Nein, einen Erdgasspeicher der
Gasprom will man nicht in der Feldberger Seenlandschaft, zudem
das Gas im Kreis auch gar nicht benötigt werde. Das hatten nach
der Vertreterin der Bürgerinitiative, Landrat Kärger (CDU), 2
Vertreter der Grünen und der Landtagsabgeordnete der LINKEN,
Torsten Koplin, eindeutig in ihren Reden zum Ausdruck gebracht.
Der Buchenwald von Serahn - ganz in
der Nähe - ist gerade zum UNESCO-Weltkulturerbe erhoben worden.
Und diese Natur hier ist unbedingt zu schützen, genauso wie die
Investitionen der Einwohner, die fast ausschließlich vom
Tourismus leben.
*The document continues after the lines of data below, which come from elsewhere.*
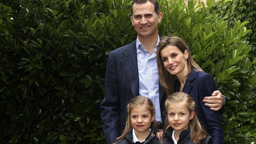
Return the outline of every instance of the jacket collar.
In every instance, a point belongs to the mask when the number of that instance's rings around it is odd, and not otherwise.
[[[150,128],[151,129],[151,131],[149,133],[149,134],[148,137],[146,138],[145,141],[143,143],[147,143],[150,141],[151,139],[156,136],[156,128],[153,125],[151,125],[150,126]],[[132,141],[132,129],[128,132],[125,136],[126,140],[132,143],[134,143]],[[137,143],[136,142],[136,143]]]
[[[193,69],[188,74],[188,76],[186,80],[185,85],[183,87],[182,92],[184,92],[186,94],[189,94],[193,88],[193,85],[192,83],[193,81],[196,79],[196,75],[198,73],[198,71],[196,71],[195,69]],[[178,92],[179,91],[180,87],[180,83],[178,79],[176,79],[175,82],[174,88],[174,92]]]

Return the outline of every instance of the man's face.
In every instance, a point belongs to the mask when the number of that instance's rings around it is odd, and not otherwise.
[[[145,4],[134,4],[133,16],[131,20],[139,38],[147,38],[158,34],[157,24],[161,21],[163,14],[157,15],[154,4],[149,1]]]

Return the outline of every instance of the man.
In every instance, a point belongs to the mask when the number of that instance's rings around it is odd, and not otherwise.
[[[144,95],[151,99],[156,107],[156,120],[158,124],[164,121],[164,116],[161,115],[165,97],[158,82],[156,57],[160,41],[157,25],[163,14],[156,0],[133,0],[131,13],[137,40],[111,51],[107,65],[105,96],[100,110],[108,144],[114,143],[123,132],[127,104],[136,96]],[[221,108],[224,101],[219,91],[204,101],[207,103],[205,105],[215,111]]]

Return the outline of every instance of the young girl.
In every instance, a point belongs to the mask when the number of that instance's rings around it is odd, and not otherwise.
[[[124,131],[116,143],[160,143],[155,135],[155,109],[151,100],[145,96],[136,96],[132,99],[127,109]]]
[[[182,92],[172,94],[165,101],[167,116],[162,143],[211,143],[210,136],[201,127],[196,113],[195,102]]]

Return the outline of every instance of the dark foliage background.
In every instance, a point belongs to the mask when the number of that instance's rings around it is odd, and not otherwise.
[[[236,22],[233,18],[241,21],[250,22],[246,25],[246,27],[253,32],[245,36],[244,40],[249,41],[249,44],[252,45],[252,50],[249,53],[250,57],[252,59],[256,59],[256,1],[219,0],[215,3],[210,11],[218,14],[219,19],[228,20],[228,25],[231,27]],[[256,67],[254,65],[254,69]]]
[[[161,36],[179,36],[227,97],[225,143],[256,140],[247,19],[208,0],[159,0]],[[133,41],[130,0],[0,1],[0,143],[104,143],[99,105],[109,52]],[[228,27],[228,25],[229,27]],[[246,25],[246,26],[247,25]]]

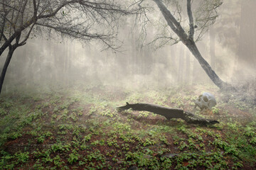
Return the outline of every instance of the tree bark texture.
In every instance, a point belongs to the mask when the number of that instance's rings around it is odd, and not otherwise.
[[[216,74],[216,73],[211,69],[210,64],[206,62],[206,60],[202,57],[200,53],[194,40],[193,40],[193,21],[192,13],[191,11],[191,4],[189,0],[188,0],[188,14],[190,21],[190,32],[188,35],[183,28],[181,27],[180,23],[174,18],[171,14],[170,11],[164,5],[164,4],[160,0],[153,0],[158,7],[159,8],[161,13],[163,14],[164,18],[166,19],[168,25],[171,29],[179,37],[182,42],[192,52],[193,56],[199,62],[200,65],[202,67],[203,70],[206,72],[209,78],[213,81],[213,82],[220,89],[225,89],[227,88],[230,88],[228,84],[224,82]]]
[[[170,120],[171,118],[181,118],[184,120],[188,123],[199,125],[214,125],[215,123],[219,123],[219,122],[217,120],[206,119],[202,117],[196,115],[192,113],[184,111],[182,109],[171,108],[155,104],[129,104],[128,103],[128,102],[127,102],[126,106],[117,107],[117,110],[119,111],[128,110],[129,108],[132,108],[134,110],[152,112],[154,113],[163,115],[166,117],[168,120]]]
[[[7,72],[8,66],[10,64],[11,59],[14,55],[14,52],[17,48],[17,47],[18,47],[18,45],[16,45],[16,44],[15,44],[14,45],[11,45],[9,47],[9,51],[8,52],[7,57],[4,62],[4,65],[2,69],[1,76],[0,76],[0,94],[1,94],[1,89],[3,87],[4,80],[4,77],[6,74],[6,72]]]

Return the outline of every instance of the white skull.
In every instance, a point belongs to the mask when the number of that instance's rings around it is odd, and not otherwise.
[[[210,93],[203,93],[202,95],[200,95],[196,101],[196,106],[198,106],[201,110],[204,108],[211,109],[216,105],[216,100],[213,94]]]

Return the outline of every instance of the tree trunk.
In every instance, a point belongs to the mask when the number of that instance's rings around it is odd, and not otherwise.
[[[200,124],[200,125],[213,125],[219,123],[218,121],[214,120],[206,119],[202,117],[196,115],[188,111],[184,111],[179,108],[167,108],[159,105],[149,103],[136,103],[129,104],[127,102],[127,105],[118,107],[119,111],[132,108],[134,110],[149,111],[156,114],[159,114],[166,117],[168,120],[171,118],[181,118],[188,123]]]
[[[180,53],[178,60],[178,83],[183,83],[183,75],[184,75],[184,48],[182,45],[180,45]]]
[[[180,23],[177,21],[177,20],[174,18],[174,16],[160,0],[153,1],[159,8],[161,13],[163,14],[171,29],[179,37],[182,42],[192,52],[193,56],[199,62],[200,65],[202,67],[203,70],[206,72],[207,75],[213,81],[213,82],[220,89],[235,90],[234,88],[231,87],[231,86],[225,83],[220,79],[220,77],[216,74],[216,73],[211,69],[210,66],[206,62],[206,60],[204,60],[204,58],[202,57],[194,40],[193,40],[192,35],[193,35],[193,33],[192,33],[191,32],[190,32],[189,35],[188,35],[181,27]],[[192,16],[189,16],[189,14],[191,15],[191,13],[188,13],[189,18],[192,18]],[[190,26],[191,30],[191,28],[193,28],[193,26]],[[192,30],[193,30],[193,28],[192,29]]]
[[[0,94],[1,94],[1,89],[3,87],[4,80],[5,75],[6,74],[8,66],[10,64],[11,57],[14,55],[14,52],[17,48],[17,47],[18,46],[16,45],[11,45],[11,47],[9,47],[9,51],[8,52],[7,57],[4,62],[4,65],[2,72],[1,73],[1,76],[0,76]]]
[[[204,58],[201,55],[198,47],[196,47],[195,42],[188,40],[183,43],[192,52],[193,56],[199,62],[200,65],[202,67],[207,75],[217,86],[218,86],[220,89],[224,89],[230,87],[228,84],[227,84],[220,79],[220,77],[216,74],[216,73],[211,69],[210,66],[206,62],[206,60],[204,60]]]
[[[191,62],[190,62],[190,51],[186,50],[186,76],[185,82],[188,84],[191,84]]]

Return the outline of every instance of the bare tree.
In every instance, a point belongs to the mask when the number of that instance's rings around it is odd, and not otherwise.
[[[87,42],[97,40],[117,50],[118,19],[139,12],[130,1],[118,0],[1,0],[0,56],[7,57],[0,76],[0,93],[15,50],[33,36],[53,33]]]
[[[159,45],[161,47],[167,42],[176,44],[181,41],[189,49],[207,75],[217,86],[221,89],[233,89],[230,85],[220,79],[212,69],[210,64],[202,57],[196,45],[196,42],[202,38],[203,35],[208,31],[208,28],[215,22],[218,17],[216,9],[222,4],[221,1],[152,1],[160,9],[165,21],[167,23],[167,26],[172,31],[167,30],[164,35],[158,33],[158,36],[151,43],[155,43],[161,40]],[[193,4],[192,4],[192,2]],[[141,0],[139,3],[149,3],[149,1]],[[186,11],[182,10],[183,6],[186,7]],[[171,8],[173,11],[171,12],[168,7]],[[184,16],[184,11],[186,11],[186,16]],[[146,16],[146,18],[148,18],[148,16]],[[169,30],[167,26],[164,26],[164,28]]]

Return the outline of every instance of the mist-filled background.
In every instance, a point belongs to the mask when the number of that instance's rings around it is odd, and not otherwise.
[[[225,1],[214,25],[196,42],[202,56],[225,81],[240,84],[255,79],[255,1]],[[159,15],[156,17],[162,18]],[[141,47],[142,28],[134,28],[134,21],[132,16],[121,22],[118,38],[122,46],[119,52],[102,51],[97,42],[81,43],[60,36],[29,39],[14,52],[3,92],[21,85],[49,84],[134,87],[213,84],[181,42],[159,49],[151,45]],[[146,38],[157,31],[154,28],[148,30]],[[0,69],[5,56],[0,58]]]

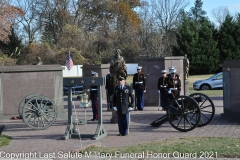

Wer würde schon auf einer Gasblase Urlaub
machen wollen oder gar an einer 30 m-Schneise für die
Rohrleitung nebst Aufbauten von 30m Höhe?
Das, was Torsten Koplin dann noch
zum Schluss sagte, nämlich, dass Stuttgart 21 gezeigt habe,
mehrheitlicher Bürgerwille müsse gegebenenfalls auch
dann respektiert werden, wenn Rechtsparagraphen diesem scheinbar
entgegenstehen, sollte uns Optimismus in der Sache geben.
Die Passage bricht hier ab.